The more complex logic in SQL-statement the more time to debug.(de-comment or comment each condition, line by line consume much time).


Do we have other tools (ex: SQL Developer 4.1) to support this ?


Thanks & Rgds.
PV.

Chris Saxon
July 07, 2016 - 12:25 pm UTC

What do you mean:

"I try to put all the logic of the pl/sql into a SQL statement"

?

Show us your code!

If you have multiple conditions and you're not sure which is returning false, you'll need to remove them until you get the result you want!

put conditions on select

MatteoP, July 07, 2016 - 12:31 pm UTC

let's say you have a query like this

with a as (
select *
from   user_objects
where rownum <=10)
select object_type, status
from a 
where object_type in ('TABLE','INDEX')
or    status != 'VALID'


If you want to know which condition is false then move it to the returned columns

with a as (
select *
from   user_objects
where rownum <=10)
select object_type, 
       status, 
       case when object_type in ('TABLE','INDEX') then 'ThisIsTrue' else 'ThisIsFalse' end cond1,
       case when status != 'VALID' then 'ThisIsTrue' else 'ThisIsFalse' end cond2
from a 


results in
OBJECT_TYPE STATUS COND1 COND2
TABLE VALID ThisIsTrue ThisIsFalse
TABLE VALID ThisIsTrue ThisIsFalse
INDEX VALID ThisIsTrue ThisIsFalse
INDEX VALID ThisIsTrue ThisIsFalse
TABLE VALID ThisIsTrue ThisIsFalse
INDEX VALID ThisIsTrue ThisIsFalse
TABLE VALID ThisIsTrue ThisIsFalse
INDEX VALID ThisIsTrue ThisIsFalse
TABLE VALID ThisIsTrue ThisIsFalse
TABLE VALID ThisIsTrue ThisIsFalse

Chris Saxon
July 07, 2016 - 2:24 pm UTC

Yes, that's one way to do this.

A reader, July 08, 2016 - 1:54 am UTC


MatteoP, your way can meet our expect.

Does Oracle Database have any built-in solution to do this? or an automation way ?

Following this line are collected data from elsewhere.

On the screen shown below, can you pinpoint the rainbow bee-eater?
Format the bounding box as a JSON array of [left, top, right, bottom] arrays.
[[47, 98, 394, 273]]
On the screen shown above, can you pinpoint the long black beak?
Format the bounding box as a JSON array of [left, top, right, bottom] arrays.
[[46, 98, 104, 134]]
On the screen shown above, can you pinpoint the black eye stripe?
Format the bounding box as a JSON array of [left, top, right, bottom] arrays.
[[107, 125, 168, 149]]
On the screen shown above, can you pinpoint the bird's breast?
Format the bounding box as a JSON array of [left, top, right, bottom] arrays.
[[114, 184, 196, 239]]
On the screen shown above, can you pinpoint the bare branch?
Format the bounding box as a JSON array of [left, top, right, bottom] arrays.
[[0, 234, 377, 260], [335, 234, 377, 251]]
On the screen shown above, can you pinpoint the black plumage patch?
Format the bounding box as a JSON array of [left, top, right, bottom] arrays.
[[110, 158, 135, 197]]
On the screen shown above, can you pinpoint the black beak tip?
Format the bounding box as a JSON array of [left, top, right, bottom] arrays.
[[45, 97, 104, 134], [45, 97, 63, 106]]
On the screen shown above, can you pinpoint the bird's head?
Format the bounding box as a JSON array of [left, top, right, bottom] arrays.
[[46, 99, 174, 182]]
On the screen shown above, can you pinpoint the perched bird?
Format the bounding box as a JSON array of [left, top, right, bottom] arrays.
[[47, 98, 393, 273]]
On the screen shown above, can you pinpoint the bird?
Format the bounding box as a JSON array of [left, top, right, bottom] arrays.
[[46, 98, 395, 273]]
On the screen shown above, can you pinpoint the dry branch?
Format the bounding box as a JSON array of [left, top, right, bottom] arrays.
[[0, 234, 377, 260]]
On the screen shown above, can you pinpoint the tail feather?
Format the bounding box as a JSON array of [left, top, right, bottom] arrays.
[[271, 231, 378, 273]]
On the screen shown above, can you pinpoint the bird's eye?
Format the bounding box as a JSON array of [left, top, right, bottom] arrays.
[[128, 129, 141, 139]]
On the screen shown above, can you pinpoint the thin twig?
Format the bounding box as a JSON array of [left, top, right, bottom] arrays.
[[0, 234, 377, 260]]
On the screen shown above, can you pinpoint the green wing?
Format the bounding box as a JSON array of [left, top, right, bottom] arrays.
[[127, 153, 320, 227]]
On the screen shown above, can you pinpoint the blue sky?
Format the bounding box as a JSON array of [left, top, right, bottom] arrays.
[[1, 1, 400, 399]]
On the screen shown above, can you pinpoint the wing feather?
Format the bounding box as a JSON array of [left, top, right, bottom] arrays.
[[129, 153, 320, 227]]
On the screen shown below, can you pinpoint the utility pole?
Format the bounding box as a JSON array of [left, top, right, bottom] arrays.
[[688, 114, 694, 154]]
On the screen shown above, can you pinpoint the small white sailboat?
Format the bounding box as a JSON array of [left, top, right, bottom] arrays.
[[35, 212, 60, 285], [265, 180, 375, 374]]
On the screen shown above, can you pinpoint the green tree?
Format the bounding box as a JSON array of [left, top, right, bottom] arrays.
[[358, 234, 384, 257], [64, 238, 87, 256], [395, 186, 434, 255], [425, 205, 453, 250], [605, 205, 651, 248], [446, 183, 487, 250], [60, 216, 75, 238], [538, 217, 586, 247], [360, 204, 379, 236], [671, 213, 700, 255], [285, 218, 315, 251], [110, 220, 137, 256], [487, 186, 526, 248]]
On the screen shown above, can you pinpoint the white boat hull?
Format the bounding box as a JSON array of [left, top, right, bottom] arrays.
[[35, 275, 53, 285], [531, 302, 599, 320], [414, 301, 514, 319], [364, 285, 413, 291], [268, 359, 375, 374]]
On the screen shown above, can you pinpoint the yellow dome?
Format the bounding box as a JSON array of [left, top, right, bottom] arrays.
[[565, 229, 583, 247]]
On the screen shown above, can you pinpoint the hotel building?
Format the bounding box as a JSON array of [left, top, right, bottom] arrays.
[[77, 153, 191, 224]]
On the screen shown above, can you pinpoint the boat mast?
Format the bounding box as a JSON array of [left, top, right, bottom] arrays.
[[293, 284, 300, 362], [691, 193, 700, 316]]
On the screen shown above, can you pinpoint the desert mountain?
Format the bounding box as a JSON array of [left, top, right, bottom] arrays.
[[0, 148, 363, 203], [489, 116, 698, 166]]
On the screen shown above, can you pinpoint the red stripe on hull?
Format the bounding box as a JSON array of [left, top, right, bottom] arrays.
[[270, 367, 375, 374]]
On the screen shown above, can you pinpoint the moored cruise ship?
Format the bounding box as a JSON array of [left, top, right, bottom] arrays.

Oracle Database has many built-in features for tuning SQL performance, and not for SQL*logic*analyzer yet. I think Oracle should consider this feature in the next release.


The SQL execute logic is quite important, especially with Analytic SQL statement.


/*
Show us your code!

If you have multiple conditions and you're not sure which is returning false, you'll need to remove them until you get the result you want!
*/
I mean we transform the logic of IF...THEN, FOR..LOOP or WHILE..LOOP into SQL Statement.


Thanks & Rgds.
PV.

Connor McDonald
July 08, 2016 - 3:54 am UTC

We encourage people to log enhancement requests. If there is something you want in the database, but it is not there today...log a request, and maybe it will be there in the next release.